But it wasn’t an issue for me. I was born seven years after the final serial aired in 1957, and I didn’t see any of the “Spin and Marty” shows until the 1990s, when the Disney Channel began airing The Mickey Mouse Club on Vault Disney. I was hooked on them immediately. 

It’s easy to see why they were so popular in the 1950s, a time when television was dominated by westerns, and new cowboy movies opened almost every week. All the kids playing Roy Rogers or John Wayne in their neighborhood games could now watch stories set in the present day, about boys their own age learning to rope and ride and go on their own western adventures.

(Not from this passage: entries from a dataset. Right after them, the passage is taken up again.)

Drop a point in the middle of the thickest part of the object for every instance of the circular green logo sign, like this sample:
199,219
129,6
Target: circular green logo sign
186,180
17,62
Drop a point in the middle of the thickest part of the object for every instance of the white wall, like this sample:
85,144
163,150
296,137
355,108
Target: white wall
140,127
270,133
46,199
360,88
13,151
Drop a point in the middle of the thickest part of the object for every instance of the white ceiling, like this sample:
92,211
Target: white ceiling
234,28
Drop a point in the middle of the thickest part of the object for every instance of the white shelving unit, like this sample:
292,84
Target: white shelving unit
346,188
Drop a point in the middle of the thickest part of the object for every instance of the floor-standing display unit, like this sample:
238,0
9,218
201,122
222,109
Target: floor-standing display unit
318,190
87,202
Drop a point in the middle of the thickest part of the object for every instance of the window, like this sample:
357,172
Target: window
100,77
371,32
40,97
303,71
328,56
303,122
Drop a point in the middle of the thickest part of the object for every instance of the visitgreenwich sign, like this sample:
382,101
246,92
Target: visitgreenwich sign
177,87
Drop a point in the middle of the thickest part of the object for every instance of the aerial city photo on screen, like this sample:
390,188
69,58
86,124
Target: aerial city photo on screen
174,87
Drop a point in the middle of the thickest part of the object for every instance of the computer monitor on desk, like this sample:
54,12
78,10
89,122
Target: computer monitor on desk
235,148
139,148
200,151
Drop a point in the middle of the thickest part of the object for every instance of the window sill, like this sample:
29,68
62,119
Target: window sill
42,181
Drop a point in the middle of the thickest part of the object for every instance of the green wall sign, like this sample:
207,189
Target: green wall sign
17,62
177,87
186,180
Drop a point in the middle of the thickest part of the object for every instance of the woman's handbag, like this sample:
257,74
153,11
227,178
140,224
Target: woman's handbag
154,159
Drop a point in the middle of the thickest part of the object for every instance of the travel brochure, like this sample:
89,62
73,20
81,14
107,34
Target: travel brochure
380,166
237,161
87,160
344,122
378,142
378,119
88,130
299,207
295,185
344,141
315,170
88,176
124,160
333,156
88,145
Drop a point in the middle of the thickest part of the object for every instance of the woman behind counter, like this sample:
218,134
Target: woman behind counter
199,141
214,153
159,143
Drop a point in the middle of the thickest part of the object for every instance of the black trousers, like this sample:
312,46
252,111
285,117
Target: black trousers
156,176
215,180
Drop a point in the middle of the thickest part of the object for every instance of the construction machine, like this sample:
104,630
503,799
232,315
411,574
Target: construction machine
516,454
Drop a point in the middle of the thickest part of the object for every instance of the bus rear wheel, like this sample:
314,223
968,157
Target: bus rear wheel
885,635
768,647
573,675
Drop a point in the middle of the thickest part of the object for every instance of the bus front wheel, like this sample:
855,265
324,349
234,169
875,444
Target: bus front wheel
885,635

It was Walt Disney himself who suggested adapting Lawrence Edward Watkin’s book Marty Markham for the first “Spin and Marty” story. The 25-episode serial was filmed in Placerita Canyon, California, on land later purchased by the Disney company and used for hundreds of films and TV shows, including Little House on the Prairie and The Dukes of Hazzard.

David Stollery played Marty opposite Tim Considine as Spin. Interesting trivia note: Stollery left showbiz to pursue automotive design, and created the Celica model for Toyota.

Also in the cast was Harry Carey Jr., a member of John Ford’s western stock company, who played Triple R foreman Bill Burnett. I had the pleasure of interviewing Mr. Carey about ten years ago; he recalled that “the whole feeling on the set was one of joy.” 

In the first serial, pampered rich kid Marty arrives at the Triple R (with his own butler!) and dismisses the place as a “dirty old ranch.” That doesn’t go over well with his fellow campers, but eventually he begins to fit in and overcome his fear of horses, when he competes at the annual rodeo.

After 30,000 fan letters poured in, Disney considered a Spin & Marty film, but opted for a follow-up serial. The Further Adventures of Spin and Marty unfolded over 22 episodes and introduced Kevin Corcoran as Moochie, the Triple R’s youngest buckaroo.

The sequel also recruited popular Mouseketeer Annette Funicello as one of the girls from nearby Lakeview Lodge. Of course, both Spin and Marty fall for her, prompting a knock-down drag-out fight. This being Disney, they are friends again by the final episode. 

The second series was another hit, which led to The New Adventures of Spin and Marty, a 30-chapter saga that brought back Annette and fellow Mouseketeers Darlene Gillespie, Bonnie Fields and Don Agrati (better known as Don Grady, who along with Tim Considine would later star on My Three Sons).

This was my favorite of the serials, as it featured both a grand adventure (the boys go in hot pursuit of a wild stallion named Dynamite) and a ranch talent show to raise money for a new kitchen (after Marty’s jalopy crashes into the old  one).

“I was always surprised and very pleased to come back,” Carey told me. “I guess there were other roles I missed out on, but it was too good a series to walk away from.”

It wasn’t surprising that I would enjoy these stories, as I had already become a fan of so many other television classics from the 1950s. But so much has changed since then. “Spin and Marty” is set in an outdoor world. An unplugged world. Would leaving the city or the suburbs to spend a summer at a dude ranch still sound exciting to a teenager now?

I’m not sure. But they don’t know what they are missing. 


  1. Like you, I watched the SPIN & MARTY serials long after they originally aired and enjoyed them. I'm also a fan of the ANNETTE serial (and own it on DVD because...well...because it stars Annette). I miss these kinds of shows and since they don't seem to be making them anymore (I find the current Disney youth shows annoying), I wish they would show these serials again.

  2. Like you I mourned the passing of 'Vault Disney.' The Disney Channel, like Nick at Nite, was a once-treasured source of entertainment that has since become nearly unwatchable. I own the "Annette" serial as well, and am probably due for another viewing!

  3. i wasn't born until 1962. i enjoyed the original mickey mouse club when it was rerun in the mid-1970's. (actually it wasn't the original MMC. i have read previously there was a MMC in theaters as a news reel pre-television.) i loved all of the serials, but the three spin and marty serials were my very favorite. spin and marty were a great form of escapism for me during junior high. thank you for all of the information.